On the surface, the holiday season is all holly and jolly, but many of us are keeping more than gifts under wraps. Grief can be especially pronounced at this time of year if loved ones who used to gather around the table leave an empty space instead. We spoke with Carolyn Richar, chief mission officer at Capital Caring, a provider of hospice, palliative care and counseling services, to learn how to handle either our own grief or that of someone we care about at this time of year.
The following Q&A has been lightly edited for length and clarity.
The holidays can be stressful even in the best situations, but for someone who has experienced loss, they can be harder to navigate. How can someone who is grieving still embrace the season?
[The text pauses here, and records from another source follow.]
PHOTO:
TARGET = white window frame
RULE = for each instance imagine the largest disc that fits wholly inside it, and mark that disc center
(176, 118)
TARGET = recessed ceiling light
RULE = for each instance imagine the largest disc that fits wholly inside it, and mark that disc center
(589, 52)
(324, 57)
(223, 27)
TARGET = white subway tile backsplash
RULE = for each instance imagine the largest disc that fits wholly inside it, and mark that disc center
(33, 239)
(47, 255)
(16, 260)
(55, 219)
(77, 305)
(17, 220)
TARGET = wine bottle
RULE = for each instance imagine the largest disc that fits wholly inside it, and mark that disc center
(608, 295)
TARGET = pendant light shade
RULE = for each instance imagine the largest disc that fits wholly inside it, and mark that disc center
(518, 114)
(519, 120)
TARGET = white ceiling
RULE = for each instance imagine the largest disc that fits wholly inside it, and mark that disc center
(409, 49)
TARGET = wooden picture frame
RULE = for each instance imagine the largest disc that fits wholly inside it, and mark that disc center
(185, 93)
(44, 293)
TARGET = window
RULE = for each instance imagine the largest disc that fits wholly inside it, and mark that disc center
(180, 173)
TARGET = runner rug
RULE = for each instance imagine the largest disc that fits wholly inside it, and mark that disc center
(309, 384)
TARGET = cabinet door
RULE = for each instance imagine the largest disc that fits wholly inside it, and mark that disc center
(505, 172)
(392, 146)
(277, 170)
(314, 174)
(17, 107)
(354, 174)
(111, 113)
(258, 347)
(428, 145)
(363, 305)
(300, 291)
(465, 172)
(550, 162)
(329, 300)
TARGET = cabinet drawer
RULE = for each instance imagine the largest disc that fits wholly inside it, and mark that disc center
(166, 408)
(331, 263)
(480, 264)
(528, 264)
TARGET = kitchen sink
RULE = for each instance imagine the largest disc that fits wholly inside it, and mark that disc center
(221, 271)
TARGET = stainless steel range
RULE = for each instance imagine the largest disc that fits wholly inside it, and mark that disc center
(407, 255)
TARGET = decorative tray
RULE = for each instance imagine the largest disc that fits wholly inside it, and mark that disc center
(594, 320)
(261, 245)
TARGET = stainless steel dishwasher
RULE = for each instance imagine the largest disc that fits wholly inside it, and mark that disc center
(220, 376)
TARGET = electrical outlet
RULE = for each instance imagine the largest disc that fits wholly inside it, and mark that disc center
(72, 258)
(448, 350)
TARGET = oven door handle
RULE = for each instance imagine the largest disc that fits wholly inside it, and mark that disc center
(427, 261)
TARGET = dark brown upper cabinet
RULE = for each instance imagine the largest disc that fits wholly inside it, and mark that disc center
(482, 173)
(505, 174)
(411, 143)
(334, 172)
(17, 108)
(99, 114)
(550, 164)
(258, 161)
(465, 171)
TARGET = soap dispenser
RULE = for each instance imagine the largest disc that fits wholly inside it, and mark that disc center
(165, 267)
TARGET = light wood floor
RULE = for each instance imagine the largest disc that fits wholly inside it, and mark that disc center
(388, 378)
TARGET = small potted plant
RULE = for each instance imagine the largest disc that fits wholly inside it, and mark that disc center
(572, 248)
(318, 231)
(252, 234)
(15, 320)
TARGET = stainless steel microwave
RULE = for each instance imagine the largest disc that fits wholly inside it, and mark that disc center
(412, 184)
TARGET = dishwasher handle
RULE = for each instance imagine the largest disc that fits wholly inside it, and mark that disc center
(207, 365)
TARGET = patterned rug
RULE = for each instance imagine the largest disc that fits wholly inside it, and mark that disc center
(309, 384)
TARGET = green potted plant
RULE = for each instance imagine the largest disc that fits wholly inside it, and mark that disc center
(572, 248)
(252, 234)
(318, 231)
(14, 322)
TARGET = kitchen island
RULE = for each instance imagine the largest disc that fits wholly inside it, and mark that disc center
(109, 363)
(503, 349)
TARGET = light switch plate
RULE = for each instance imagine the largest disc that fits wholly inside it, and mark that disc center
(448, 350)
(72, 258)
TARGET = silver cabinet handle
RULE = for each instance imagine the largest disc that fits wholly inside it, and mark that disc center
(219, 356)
A lot of what happens is very individualized. What we encourage people to do is to see what, in this holiday season, has meaning for them in the midst of grieving. Some traditions you just don’t want to miss no matter what, so how do you incorporate those and then how do you maybe leave behind the things that are too hard this year? Especially if you’ve had the death of a loved one within the past year and this is the first holiday season without the person? What will bring comfort? If it’s comforting to do some of these traditions, if it’s comforting to be in some of these same places, then by all means do them.
And if it’s not?
It’s OK to say no. That’s an important lesson that we like to teach everyone. It’s OK to say, “No, this year I won’t be at the cookie exchange,” or “This year I won’t be at that party. I’m going to take this year off.” For some people, it can even mean going somewhere totally different, just being in a very different setting, at least for this one year. Some people choose to go out of town and not have any of those constant reminders that their loved one isn’t there anymore. Other people will choose to observe many of the traditions in the midst of their grief and to feel comfort in feeling that maybe their loved one is close to them in those traditions. There’s no one right way.
Let’s shift perspectives. If the person who’s grieving is a friend or loved one, how can you reach out?
The best thing you can do is just be there. There are no words that you can say that will necessarily help. Don’t worry about saying anything to them. Just say, “I’m here. Can I just sit with you? Can I just be with you?” and then let them lead the conversation. People are uncomfortable. They don’t know what to say or to do and so they think, “Let me give them something I think will comfort them,” and what they’re really doing is trying to comfort themselves. Don’t direct. Don’t try to fix. Just be there. Listen. If they’re crying, let them cry, and it’s OK if you have some tears too. That just shows that person that you get it.
What does all this look like if the grieving person is a child?
Whatever stage of life they’re at is going to let you know a bit more about what to expect about how they grieve. [For youngsters,] things aren’t permanent for them yet, so they won’t really get that this loved one is not coming back. They will continue to ask, “When is Grandma coming back? When will I see Grandpa again?” They will keep doing that until they reach that next stage of development where they realize this is permanent. From 3 up through 9/10ish, they don’t get embarrassed yet and they don’t have the same filters we adults tend to put on, so they ask really blunt questions: “What’s going to happen to Grandma’s body?” You’re going to have to explain it over and over. The other part of it is children grieve in bits and pieces. If they’re playing, let them play. Let them have those happy moments, and then when they’re crying, that’s OK, too. You don’t really get over grief. It’s a part of your life forever.